Even if you are not a track and field fan, you should watch the incredible last lap run by Washington’s Brian Fay in the Bryan Clay Invitational in Azusa, California, on April 14.
Fay, a transfer from Dublin (Ireland) University, looked hopelessly beaten with one lap remaining in the 5-kilometer race, trailing by more than 30 meters to Michigan State’s Morgan Beadlescomb.
But somehow, someway, Fay overtook Beadlescomb in the final meters, astonishing the announcers of the race. Fay has watched the video several times, and even he is surprised at what he did.
It took the sixth-fastest 5K time in NCAA history — 13 minutes, 16.52 seconds — to accomplish the feat, but more on that later.
What’s next for Fay is the Pac-12 championships, taking place Friday through Sunday in Eugene. Fay — who is entered in the 1,500, the 3,000-meter steeplechase and the 5K — is one reason why Washington has a good chance to finish in the top three, and even has a shot at winning.
Host Oregon is the favorite, with Stanford and UW not far behind.
“The good thing is we’re not too far off from (traditional power) Oregon,” said UW men’s track coach Andy Powell. “We’re going to beat them eventually.”
It was Powell’s reputation for helping long-distance runners that drew Fay to Washington.
Not that Fay would have envisioned that as a youngster growing up as a quadruplet in Ireland.
“I was the youngest (of the quadruplets),” Fay said. “My oldest quad sister was 15 minutes older than me, my next quad sister was five minutes later than her, then came my quad brother and I was the last one.”
Fay, who also has another older sister and younger brother, was the only one of the six kids to take up running — not that it came naturally.
Fay grew up playing Gaelic football, and when the high school team was doing “suicide” running drills, the cross-country coach happened to be there and noticed Fay was the best, and encouraged him to try cross-country.
“But I hated cross-country,” Fay said. “It was in the rain and the muck and you are cold and I always wanted to give up.”
With encouragement from coaches, he didn’t give up and when he turned 17, “I realized I owed it to myself and my coaches to give it my all and try my best.”
A successful runner was born.
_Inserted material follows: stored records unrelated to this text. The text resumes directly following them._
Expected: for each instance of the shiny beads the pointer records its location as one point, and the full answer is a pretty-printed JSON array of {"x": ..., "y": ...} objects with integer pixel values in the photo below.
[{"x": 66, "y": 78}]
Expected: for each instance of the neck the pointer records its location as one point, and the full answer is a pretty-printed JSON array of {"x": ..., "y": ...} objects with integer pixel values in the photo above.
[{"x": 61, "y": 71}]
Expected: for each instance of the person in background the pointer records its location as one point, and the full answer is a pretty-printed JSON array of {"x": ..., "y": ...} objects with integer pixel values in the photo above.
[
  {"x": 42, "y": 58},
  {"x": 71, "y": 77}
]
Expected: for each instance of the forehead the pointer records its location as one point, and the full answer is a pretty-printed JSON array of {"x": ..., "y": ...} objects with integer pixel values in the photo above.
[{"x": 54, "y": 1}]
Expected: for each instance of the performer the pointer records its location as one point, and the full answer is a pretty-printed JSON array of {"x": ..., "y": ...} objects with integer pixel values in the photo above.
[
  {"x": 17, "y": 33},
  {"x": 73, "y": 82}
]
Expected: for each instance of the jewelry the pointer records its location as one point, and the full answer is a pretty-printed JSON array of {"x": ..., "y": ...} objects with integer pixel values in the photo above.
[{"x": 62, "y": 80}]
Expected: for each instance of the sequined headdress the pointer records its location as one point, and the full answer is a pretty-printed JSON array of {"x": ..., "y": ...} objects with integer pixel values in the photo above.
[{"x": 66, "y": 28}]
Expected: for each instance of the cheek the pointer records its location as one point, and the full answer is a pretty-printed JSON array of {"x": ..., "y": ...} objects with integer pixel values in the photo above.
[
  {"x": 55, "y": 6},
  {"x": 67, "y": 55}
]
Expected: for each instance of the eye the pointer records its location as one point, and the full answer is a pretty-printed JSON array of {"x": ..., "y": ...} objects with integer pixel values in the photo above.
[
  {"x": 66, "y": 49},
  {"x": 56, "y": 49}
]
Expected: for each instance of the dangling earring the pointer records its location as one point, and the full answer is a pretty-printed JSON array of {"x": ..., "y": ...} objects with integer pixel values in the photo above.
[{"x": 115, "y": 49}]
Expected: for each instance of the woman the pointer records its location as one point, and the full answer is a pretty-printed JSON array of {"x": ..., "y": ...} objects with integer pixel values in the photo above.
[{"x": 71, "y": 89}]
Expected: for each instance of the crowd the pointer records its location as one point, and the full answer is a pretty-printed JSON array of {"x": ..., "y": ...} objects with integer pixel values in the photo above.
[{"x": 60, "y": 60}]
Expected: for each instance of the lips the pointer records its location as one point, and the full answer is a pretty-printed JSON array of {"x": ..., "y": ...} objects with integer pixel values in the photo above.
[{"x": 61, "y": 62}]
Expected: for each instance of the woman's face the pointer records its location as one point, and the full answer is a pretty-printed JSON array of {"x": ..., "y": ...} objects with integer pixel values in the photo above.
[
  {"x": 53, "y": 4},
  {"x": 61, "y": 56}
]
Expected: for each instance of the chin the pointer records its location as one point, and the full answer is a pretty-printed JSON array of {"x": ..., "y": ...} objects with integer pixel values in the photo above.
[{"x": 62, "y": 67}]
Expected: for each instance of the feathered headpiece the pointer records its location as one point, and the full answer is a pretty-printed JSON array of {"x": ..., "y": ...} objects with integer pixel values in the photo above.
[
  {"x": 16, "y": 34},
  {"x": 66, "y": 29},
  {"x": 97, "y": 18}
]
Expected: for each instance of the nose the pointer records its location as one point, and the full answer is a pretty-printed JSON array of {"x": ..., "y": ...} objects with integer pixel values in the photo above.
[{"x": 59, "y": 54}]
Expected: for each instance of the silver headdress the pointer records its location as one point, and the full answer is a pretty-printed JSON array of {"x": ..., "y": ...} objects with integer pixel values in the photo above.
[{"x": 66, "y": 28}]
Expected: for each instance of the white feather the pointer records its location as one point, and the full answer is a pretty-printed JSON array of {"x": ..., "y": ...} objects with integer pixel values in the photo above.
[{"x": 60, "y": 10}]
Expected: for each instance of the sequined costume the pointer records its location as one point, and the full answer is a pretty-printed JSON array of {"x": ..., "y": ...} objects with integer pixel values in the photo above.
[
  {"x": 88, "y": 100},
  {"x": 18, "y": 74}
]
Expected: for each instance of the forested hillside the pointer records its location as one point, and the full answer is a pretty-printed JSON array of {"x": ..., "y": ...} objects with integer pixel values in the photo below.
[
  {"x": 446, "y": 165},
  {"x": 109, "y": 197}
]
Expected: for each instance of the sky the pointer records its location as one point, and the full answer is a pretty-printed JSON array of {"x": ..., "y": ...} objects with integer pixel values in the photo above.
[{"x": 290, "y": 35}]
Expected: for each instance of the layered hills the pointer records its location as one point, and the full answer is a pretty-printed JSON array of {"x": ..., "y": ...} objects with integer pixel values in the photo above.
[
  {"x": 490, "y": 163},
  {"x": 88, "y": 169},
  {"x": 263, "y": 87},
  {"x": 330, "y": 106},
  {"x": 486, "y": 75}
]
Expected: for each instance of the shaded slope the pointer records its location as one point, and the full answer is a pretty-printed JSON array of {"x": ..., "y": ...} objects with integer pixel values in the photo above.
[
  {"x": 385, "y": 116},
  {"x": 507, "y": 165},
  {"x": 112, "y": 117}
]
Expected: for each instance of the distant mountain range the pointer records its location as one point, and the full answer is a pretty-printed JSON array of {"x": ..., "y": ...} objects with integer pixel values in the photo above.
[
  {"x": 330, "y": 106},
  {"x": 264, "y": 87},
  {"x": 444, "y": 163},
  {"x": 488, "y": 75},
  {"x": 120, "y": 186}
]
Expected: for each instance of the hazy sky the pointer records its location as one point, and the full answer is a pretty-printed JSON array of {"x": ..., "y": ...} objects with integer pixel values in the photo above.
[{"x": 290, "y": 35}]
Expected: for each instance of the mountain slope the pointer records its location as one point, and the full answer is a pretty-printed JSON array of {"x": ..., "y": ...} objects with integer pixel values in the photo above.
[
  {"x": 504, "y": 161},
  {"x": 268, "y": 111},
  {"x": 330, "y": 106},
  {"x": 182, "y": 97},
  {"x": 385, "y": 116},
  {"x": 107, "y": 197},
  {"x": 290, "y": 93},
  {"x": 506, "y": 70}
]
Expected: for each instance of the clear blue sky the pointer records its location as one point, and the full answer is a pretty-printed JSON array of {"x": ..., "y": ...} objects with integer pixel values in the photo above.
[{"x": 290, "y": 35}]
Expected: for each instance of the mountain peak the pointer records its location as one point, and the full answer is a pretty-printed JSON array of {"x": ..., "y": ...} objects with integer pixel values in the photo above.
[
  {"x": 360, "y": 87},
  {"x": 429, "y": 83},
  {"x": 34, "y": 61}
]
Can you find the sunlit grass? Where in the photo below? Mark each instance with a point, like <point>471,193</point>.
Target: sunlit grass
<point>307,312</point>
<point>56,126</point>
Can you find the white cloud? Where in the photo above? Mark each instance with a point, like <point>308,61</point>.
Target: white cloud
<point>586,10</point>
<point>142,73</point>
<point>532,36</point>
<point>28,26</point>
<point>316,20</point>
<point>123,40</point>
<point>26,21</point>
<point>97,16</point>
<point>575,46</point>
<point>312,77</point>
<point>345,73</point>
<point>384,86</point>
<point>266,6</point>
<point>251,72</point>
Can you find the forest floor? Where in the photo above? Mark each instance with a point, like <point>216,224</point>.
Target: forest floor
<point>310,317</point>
He was the runner-up in the 2019 Irish Cross Country Championships and was the 2021 Ireland national champion in the steeplechase.
Fay thought it would be good for his running career to move to the United States. The University of Washington had Powell, along with weather and culture that reminded him of Dublin.
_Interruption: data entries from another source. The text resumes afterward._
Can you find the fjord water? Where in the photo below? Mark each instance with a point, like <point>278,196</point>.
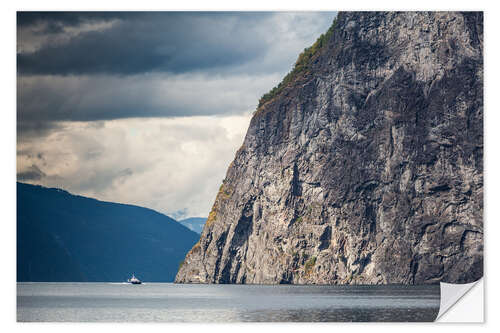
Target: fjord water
<point>168,302</point>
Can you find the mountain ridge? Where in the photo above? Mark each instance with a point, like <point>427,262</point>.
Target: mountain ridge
<point>366,168</point>
<point>66,237</point>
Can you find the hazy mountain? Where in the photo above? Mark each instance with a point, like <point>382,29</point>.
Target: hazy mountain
<point>194,223</point>
<point>64,237</point>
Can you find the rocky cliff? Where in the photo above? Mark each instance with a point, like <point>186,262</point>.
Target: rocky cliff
<point>364,166</point>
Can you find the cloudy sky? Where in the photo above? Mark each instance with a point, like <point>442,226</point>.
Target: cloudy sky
<point>146,108</point>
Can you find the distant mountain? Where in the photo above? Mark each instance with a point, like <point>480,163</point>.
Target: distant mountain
<point>64,237</point>
<point>196,224</point>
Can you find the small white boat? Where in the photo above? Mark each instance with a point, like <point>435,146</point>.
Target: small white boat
<point>134,280</point>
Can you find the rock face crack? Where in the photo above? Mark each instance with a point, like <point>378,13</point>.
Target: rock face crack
<point>365,168</point>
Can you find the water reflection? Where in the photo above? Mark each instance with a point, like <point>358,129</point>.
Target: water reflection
<point>158,302</point>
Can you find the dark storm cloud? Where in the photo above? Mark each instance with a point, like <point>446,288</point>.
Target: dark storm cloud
<point>172,42</point>
<point>112,65</point>
<point>30,174</point>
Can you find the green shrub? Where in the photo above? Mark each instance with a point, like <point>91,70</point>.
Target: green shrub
<point>301,65</point>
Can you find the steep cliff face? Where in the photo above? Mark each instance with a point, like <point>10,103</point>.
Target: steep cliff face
<point>364,167</point>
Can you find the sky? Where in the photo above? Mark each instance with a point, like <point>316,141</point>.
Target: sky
<point>147,108</point>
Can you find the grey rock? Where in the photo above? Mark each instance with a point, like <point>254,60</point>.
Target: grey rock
<point>365,169</point>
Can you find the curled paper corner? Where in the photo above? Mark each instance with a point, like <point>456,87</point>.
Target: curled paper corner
<point>461,302</point>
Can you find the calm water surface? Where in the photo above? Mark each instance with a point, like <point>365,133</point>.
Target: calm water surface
<point>167,302</point>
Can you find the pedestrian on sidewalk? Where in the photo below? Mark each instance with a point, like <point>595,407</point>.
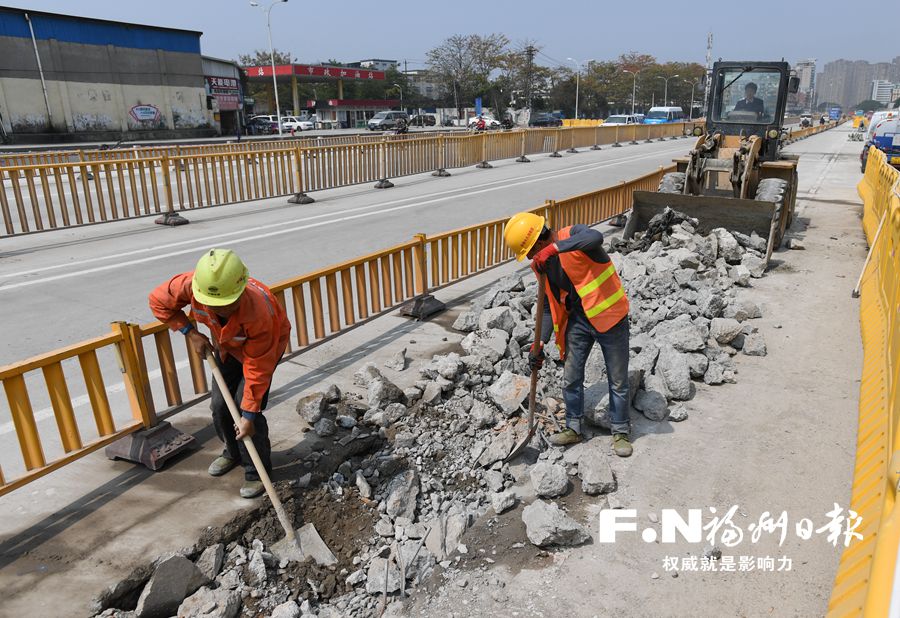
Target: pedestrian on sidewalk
<point>249,331</point>
<point>584,304</point>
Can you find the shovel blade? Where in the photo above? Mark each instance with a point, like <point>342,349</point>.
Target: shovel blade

He contacted Powell, and it has been a good fit. Fay is in a master’s program in entrepreneurship and is enjoying that and being part of a college team.
“Sometimes you get foreign guys and they don’t get the team aspect, but he’s a really good team guy,” Powell said. “He is super outgoing, just fun and energetic.”
Fay was an All-American in cross-country for UW in the fall, and has made a bigger name for himself in track this spring.
The highlight was his remarkable rally at the Bryan Clay Invitational. He said he did not feel well in the middle of the race.
“I was just trying to grind my teeth and work, and trying to salvage something out of the performance, but I didn’t think I was going to run anything spectacular,” he said.
But when he got to two kilometers remaining, he started feeling better. Beadlescomb was well ahead, but Fay caught the pack behind the leader.
With less than a lap to go, Fay moved into second, but Beadlescomb was so far ahead that Fay “was only trying to win the race with the group I was with.”
With 250 meters to go, UW assistant coach Chris Kwiatkowski started shouting at Fay, “you’ve got to get (Beadlescomb).”
“And at that moment, you almost fall into primal instinct and you’ve just got to win the race,” Fay said. “I just started screaming and running as hard as I could, and I was fortunate to catch him and win the race. To be fair, (Beadlescomb) ran a phenomenal race.”
Said Powell: “I have seen some good kicks and some good wins, but maybe not someone coming from that far back. That was impressive.”
Fay, who has another year of college athletic eligibility left, is now looking forward to the Pac-12 and NCAA championships. Powell said Fay is good enough to run in any event from 800 to 10,000 meters.
“He is good enough to win a national championship,” said Powell, who coached distance runners at Oregon for more than a decade before coming to Washington in 2018. “He is about as good anyone I have coached, and I have coached quite a few NCAA champions.”